Salt Abstracts
Balance, Flow, Push and Pull.
Using watercolor, ink, and any transparent low viscosity medium is like working with something that has a mind of its own: it flows only where it wants to. You can try to force it to do what you want, but ultimately you won’t exactly know how it will turn out. When using it on wood, you don’t know how the grain is going to accept it. When applying oil-based reactive paint, you don’t know if the result will be a small or large effect. So much simply isn’t up to the artist. The artist just needs to embrace it and know when to pick the brush up, or let it linger.
Salt Abstract No. 1 (2020) - Sold
Size: 38x51”
Mediums: Acrylic, salt, oil-based reactive paint, on birch 1/2” ply.
Salt Abstract No. 2 (2021) - Sold
Size: 38x42”
Mediums: Acrylic, salt, oil-based reactive paint, on birch 1/2” ply.
These pieces are about experimentation, and I am not an experimenter. I like things to be perfect the first time. This collection embodies letting go… of the process, the end result, and what I feel it should look like.

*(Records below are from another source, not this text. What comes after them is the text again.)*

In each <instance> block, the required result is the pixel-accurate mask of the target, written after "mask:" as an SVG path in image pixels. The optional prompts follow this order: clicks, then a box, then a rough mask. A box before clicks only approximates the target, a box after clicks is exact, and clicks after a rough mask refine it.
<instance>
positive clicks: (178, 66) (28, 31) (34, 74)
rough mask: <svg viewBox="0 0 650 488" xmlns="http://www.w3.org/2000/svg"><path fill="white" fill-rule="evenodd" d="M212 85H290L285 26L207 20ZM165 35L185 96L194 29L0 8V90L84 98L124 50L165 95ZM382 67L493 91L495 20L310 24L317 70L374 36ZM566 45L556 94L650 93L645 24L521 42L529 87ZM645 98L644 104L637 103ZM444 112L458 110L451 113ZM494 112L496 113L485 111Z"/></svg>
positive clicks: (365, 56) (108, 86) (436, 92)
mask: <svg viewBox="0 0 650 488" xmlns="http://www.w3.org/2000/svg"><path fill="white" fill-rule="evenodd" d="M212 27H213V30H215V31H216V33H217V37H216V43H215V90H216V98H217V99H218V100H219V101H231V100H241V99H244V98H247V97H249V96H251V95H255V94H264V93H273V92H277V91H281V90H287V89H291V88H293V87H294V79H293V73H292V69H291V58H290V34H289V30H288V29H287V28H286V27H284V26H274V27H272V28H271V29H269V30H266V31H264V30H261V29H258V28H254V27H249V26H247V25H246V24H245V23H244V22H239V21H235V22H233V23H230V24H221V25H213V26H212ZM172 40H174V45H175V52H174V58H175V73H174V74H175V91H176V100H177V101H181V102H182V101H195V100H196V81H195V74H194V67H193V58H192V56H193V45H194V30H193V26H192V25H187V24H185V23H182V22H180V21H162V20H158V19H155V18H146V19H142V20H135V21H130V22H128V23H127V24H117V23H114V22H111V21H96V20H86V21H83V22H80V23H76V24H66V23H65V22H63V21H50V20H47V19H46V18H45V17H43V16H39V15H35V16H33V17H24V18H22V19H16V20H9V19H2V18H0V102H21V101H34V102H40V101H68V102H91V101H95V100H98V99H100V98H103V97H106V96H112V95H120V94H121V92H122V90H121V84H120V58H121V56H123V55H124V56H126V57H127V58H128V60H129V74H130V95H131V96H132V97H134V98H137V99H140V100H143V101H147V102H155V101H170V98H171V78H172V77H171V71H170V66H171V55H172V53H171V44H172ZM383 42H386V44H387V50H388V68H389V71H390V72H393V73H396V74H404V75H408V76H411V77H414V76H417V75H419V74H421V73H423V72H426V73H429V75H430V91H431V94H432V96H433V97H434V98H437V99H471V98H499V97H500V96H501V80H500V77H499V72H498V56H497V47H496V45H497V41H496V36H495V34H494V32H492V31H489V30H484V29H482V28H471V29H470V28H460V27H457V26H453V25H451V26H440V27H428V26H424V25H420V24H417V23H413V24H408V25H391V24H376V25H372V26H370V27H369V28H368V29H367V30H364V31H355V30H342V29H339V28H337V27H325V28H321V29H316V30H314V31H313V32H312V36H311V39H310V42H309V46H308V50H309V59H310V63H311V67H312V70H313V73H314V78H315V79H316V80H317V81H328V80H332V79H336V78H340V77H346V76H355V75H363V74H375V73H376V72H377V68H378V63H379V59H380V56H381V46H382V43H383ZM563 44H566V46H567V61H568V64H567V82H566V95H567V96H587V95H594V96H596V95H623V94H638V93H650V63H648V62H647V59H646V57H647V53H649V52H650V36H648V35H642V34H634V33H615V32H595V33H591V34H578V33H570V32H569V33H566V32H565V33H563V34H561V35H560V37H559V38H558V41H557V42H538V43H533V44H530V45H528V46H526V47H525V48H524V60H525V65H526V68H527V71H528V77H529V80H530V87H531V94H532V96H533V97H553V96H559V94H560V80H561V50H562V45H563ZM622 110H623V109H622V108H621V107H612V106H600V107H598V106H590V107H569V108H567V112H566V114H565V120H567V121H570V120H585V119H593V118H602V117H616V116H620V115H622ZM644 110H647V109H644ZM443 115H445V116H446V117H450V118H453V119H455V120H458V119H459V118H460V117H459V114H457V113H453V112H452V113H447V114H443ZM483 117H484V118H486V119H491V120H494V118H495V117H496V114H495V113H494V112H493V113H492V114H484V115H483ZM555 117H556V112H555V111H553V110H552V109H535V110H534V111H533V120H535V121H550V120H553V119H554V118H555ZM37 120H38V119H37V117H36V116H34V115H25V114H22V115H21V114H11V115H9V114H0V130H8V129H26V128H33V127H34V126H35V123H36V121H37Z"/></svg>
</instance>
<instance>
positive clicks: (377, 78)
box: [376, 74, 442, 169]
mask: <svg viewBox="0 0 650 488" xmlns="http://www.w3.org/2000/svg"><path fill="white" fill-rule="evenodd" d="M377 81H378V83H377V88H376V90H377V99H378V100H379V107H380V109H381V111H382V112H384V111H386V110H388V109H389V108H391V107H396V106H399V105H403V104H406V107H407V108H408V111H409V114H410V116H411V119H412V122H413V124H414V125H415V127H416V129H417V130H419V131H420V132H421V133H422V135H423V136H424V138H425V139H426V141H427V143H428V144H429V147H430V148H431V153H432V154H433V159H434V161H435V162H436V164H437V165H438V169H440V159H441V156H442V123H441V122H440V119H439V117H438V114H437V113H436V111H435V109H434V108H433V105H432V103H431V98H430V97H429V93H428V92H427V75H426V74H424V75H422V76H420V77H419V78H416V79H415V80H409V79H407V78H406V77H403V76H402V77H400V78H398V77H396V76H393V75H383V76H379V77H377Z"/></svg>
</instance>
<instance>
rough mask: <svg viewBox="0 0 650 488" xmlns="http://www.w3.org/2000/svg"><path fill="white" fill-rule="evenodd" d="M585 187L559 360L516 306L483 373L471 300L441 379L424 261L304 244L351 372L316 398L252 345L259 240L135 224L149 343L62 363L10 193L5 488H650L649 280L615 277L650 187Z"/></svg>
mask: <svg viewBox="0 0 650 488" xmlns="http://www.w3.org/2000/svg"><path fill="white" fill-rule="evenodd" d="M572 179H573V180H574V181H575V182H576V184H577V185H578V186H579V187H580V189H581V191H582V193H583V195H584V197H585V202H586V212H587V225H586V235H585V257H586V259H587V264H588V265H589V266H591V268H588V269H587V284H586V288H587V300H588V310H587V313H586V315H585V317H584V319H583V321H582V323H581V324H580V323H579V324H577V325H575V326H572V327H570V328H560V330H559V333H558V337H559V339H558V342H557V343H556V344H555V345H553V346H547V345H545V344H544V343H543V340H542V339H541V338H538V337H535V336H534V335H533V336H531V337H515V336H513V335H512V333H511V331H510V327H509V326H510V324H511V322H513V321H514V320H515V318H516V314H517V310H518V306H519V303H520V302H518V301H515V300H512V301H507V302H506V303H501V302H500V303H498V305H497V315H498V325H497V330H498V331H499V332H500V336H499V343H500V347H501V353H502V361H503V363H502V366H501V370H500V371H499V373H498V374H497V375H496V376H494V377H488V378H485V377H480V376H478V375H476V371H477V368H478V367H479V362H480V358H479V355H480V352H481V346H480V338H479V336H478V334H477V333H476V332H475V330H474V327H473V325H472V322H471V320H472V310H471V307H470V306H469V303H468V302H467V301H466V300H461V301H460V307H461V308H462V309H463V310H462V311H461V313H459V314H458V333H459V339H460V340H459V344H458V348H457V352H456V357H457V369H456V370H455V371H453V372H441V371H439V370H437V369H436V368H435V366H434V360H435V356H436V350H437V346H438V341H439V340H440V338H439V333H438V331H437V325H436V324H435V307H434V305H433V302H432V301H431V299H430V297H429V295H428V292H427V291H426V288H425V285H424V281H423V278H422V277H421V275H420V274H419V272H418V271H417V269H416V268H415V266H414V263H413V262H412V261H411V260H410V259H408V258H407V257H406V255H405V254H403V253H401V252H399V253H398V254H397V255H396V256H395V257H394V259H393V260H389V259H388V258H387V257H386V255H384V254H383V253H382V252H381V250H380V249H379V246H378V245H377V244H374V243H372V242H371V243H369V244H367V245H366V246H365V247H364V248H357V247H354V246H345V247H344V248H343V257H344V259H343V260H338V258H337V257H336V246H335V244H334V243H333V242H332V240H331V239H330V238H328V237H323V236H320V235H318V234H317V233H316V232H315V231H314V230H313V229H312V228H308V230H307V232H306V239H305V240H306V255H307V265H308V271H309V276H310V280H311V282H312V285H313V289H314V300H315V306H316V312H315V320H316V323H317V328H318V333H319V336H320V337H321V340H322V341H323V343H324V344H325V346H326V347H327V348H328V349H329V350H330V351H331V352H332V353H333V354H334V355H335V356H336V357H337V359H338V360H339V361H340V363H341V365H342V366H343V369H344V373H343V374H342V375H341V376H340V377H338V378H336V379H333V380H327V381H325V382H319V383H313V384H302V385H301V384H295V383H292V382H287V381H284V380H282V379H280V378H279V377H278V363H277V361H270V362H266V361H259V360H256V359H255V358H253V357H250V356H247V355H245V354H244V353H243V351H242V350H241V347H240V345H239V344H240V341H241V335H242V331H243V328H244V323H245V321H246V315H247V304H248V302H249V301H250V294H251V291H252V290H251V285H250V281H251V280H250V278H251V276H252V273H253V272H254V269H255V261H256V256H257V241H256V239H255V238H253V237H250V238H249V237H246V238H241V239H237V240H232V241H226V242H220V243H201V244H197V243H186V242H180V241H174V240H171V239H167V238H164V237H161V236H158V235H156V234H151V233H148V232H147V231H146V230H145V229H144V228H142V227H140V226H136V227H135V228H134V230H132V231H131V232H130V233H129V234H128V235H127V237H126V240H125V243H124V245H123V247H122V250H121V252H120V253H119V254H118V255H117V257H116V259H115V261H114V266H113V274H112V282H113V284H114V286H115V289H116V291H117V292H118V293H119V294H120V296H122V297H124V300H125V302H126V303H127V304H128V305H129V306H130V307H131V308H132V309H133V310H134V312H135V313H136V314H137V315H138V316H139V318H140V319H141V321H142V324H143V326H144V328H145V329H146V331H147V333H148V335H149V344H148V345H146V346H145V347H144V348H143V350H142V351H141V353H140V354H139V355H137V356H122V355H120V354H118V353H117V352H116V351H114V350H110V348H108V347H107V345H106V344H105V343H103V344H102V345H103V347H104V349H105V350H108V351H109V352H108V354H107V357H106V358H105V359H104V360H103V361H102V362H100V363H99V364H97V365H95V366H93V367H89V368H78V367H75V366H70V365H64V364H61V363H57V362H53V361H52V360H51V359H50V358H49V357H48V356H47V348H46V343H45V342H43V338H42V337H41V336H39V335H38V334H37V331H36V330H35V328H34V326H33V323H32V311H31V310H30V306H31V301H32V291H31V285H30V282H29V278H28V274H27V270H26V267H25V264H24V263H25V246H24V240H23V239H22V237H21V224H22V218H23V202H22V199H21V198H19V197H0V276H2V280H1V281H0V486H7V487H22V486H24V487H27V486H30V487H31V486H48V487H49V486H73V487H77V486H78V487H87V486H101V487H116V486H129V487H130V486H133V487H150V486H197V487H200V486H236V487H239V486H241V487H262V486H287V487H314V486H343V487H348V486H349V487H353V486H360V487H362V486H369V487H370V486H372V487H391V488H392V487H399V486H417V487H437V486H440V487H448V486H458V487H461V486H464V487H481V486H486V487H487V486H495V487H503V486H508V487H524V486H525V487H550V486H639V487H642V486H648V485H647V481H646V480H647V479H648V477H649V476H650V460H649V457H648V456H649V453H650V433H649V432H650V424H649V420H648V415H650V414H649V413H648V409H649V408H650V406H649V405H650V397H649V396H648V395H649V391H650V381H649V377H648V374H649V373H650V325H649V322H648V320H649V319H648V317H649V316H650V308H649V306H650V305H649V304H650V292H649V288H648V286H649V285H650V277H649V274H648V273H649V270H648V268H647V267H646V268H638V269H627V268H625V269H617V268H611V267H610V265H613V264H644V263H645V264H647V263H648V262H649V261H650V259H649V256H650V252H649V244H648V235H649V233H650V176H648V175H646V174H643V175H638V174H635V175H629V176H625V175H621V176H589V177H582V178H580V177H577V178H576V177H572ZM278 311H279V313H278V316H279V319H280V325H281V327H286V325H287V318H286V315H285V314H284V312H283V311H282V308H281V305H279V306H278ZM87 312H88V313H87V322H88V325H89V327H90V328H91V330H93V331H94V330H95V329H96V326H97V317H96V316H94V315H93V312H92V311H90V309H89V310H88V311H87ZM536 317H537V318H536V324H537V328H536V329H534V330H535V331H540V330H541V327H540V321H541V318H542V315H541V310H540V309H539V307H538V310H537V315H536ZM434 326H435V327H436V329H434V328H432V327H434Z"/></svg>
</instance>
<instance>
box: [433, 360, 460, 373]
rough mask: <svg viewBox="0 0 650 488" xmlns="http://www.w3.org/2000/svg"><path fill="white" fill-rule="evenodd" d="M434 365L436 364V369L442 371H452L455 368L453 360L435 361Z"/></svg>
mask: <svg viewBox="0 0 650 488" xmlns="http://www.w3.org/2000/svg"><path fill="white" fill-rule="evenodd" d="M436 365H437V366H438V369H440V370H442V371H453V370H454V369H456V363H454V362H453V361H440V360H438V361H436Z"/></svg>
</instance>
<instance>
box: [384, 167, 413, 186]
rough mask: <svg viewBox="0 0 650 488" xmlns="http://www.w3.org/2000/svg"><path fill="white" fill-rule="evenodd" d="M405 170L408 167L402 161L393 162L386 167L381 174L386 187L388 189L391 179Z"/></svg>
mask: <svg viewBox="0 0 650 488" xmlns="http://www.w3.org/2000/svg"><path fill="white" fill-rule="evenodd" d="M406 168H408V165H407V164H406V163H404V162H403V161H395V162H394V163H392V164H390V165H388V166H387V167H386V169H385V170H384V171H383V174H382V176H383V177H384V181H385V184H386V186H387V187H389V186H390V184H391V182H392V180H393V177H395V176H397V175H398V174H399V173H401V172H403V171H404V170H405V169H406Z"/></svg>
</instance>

When I was in elementary, I had one art class a week. There was a watercolor class that I liked the least because I thought that being an artist meant big brush strokes, heavy mediums, and oils. My teacher told us to pour salt on the painting to add texture and teach us how salt absorbed moisture. I remember thinking that it just felt like “kid” arts and crafts, not “real” art. Now, many years later, I’ve used acrylics as watercolors, thinning paint until it’s completely transparent and using salt heavily. I’ve noticed my perspective shift from one of judgement, to understanding, to including and utilizing every medium I come across. The push and pull of watercolor, the way it absorbs into the surface on its own accord (especially when using salt on a wood surface) is an experience of “letting go.”